I wrote this class to perform simple template-set operations on boost::unordered_set
. These operations are part of a larger code base. Calling them will be explicit with SetUtilities::set_intersection(setA, setB)
.
The main reason I wanted this was to optimize intersection operations (using constant time find in the larger set). After taking to heart the comments from here, I edited the class and provided the rest of the methods.

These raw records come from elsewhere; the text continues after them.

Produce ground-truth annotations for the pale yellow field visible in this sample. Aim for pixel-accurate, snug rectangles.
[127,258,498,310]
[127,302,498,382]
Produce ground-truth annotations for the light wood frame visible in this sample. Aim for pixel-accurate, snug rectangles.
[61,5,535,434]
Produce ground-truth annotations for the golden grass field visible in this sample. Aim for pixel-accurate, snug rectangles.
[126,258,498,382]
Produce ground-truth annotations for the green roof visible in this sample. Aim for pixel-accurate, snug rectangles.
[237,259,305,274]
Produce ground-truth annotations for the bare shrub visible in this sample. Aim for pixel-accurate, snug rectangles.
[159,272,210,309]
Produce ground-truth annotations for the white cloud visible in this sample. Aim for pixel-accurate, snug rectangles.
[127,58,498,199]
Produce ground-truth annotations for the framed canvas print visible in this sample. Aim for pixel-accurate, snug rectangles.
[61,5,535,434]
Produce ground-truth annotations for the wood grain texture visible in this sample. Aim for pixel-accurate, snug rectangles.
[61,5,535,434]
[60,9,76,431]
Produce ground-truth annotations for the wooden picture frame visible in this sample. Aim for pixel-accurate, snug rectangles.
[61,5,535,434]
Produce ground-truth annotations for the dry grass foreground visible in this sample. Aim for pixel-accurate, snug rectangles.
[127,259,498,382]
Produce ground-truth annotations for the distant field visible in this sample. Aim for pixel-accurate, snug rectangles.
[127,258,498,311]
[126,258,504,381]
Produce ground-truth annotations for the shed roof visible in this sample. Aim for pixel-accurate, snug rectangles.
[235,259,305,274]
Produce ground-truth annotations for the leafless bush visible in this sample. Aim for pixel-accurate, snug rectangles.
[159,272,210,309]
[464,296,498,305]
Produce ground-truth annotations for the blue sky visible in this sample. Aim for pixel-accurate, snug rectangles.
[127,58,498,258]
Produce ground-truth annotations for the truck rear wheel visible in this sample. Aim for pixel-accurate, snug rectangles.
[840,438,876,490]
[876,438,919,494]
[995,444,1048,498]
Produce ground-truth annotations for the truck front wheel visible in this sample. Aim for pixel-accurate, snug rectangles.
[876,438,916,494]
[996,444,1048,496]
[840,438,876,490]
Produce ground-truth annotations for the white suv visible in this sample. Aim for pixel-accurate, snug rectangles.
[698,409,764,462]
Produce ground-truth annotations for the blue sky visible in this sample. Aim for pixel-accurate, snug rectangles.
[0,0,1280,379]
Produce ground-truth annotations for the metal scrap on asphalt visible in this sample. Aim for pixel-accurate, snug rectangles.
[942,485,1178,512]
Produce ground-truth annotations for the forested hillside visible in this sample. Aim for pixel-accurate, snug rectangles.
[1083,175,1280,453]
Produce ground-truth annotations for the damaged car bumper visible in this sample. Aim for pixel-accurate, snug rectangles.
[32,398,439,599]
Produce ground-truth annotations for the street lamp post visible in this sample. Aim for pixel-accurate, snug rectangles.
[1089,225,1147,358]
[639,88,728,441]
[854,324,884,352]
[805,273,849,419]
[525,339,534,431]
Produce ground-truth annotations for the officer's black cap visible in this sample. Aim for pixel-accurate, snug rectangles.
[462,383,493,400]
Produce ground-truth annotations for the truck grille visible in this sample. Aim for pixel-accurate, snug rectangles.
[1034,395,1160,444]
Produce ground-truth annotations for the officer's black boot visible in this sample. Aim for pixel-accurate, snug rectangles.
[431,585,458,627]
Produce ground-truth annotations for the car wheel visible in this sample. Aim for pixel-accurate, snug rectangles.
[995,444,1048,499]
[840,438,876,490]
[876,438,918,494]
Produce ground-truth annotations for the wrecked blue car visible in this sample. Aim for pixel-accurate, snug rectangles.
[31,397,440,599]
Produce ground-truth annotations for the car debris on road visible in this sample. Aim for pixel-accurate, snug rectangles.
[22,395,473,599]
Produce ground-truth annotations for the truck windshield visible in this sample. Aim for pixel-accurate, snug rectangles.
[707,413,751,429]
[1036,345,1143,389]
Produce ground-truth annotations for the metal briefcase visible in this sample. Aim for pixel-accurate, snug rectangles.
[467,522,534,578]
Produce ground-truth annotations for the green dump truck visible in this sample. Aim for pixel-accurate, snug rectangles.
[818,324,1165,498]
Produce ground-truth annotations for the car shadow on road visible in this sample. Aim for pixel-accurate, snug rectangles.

For now I want to use Boost instead of C++11. I can always do this in the future.
#ifndef SET_UTILITIES
#define SET_UTILITIES
#include <boost/unordered_set.hpp>
#include <boost/foreach.hpp>
class SetUtilities{
public:
//!set OPERATION intersection for boost::unordered_set
template<typename Type>
static boost::unordered_set<Type>
set_intersection(const boost::unordered_set<Type> &setA,
const boost::unordered_set<Type> &setB)
{
//iterate the smaller set O(n)
if(setA.size() <= setB.size()){
boost::unordered_set<Type> intersectionSet;
BOOST_FOREACH(const Type &element, setA){
//find element in O(1)
if(set_hasElement(setB,element)){
intersectionSet.insert(element);
}
}
return intersectionSet;
}else{
return set_intersection(setB,setA);
}
}
//!set OPERATION union for boost::unordered_set
template<typename Type>
static boost::unordered_set<Type>
set_union(const boost::unordered_set<Type> &setA,
const boost::unordered_set<Type> &setB)
{
if(setA.size() <= setB.size()){
boost::unordered_set<Type> unionSet = setB;
//iterate the smaller set O(n)
BOOST_FOREACH(const Type &element, setA){
unionSet.insert(element);
}
return unionSet;
}else{
return set_union(setB,setA);
}
}
//!set OPERATION difference A - B
template<typename Type>
static bool
set_difference(const boost::unordered_set<Type> &setA,
const boost::unordered_set<Type> &setB)
{
boost::unordered_set<Type> differenceSet;
//is size are not equal, sets are not equal
BOOST_FOREACH(const Type &element,setA){
if(set_hasElement(setB,element) == false){
differenceSet.insert(element);
}
}
return differenceSet;
}
//!set UTILITY funciton to determine if a set contains an element
template<typename Type>
static bool
set_hasElement(const boost::unordered_set<Type> &mySet,
Type element)
{
return mySet.find(element) != mySet.end();
}
//!set equality test for boost::unordered_set
template<typename Type>
static bool
are_equal(const boost::unordered_set<Type> &setA,
const boost::unordered_set<Type> &setB)
{
//is size are not equal, sets are not equal
if(setA.size() != setB.size()){
return false;
}else{
BOOST_FOREACH(const Type &element, setA){
if(set_hasElement(setB,element)){
return false;
}
}
return true;
}
}
};
#endif
I believe that this version is very readable and explicit. I think that adding typedef
s with stuff like this in a single class would create more confusion. Let me know what you think.
1 Answer 1
Fix compiler errors
Your set_difference
function does not compile. You have declared it returning bool
, but then return differenceSet;
in the function body. This is a type mismatch: your function should return a boost::unordered_set
.
Reinventing the wheel
boost::unordered_set
already supports operator==
for equality comparison. You don't need to implement it yourself -- your are_equal()
function is unnecessary.
Additionally, your set_union
can be simplified. You can replace your foreach-loop:
BOOST_FOREACH(const Type &element, setA){
unionSet.insert(element);
}
with using the two-iterator overload of insert()
:
unionSet.insert(setA.begin(), setA.end());
This should be no less efficient than what you have already written, and is slightly more readable.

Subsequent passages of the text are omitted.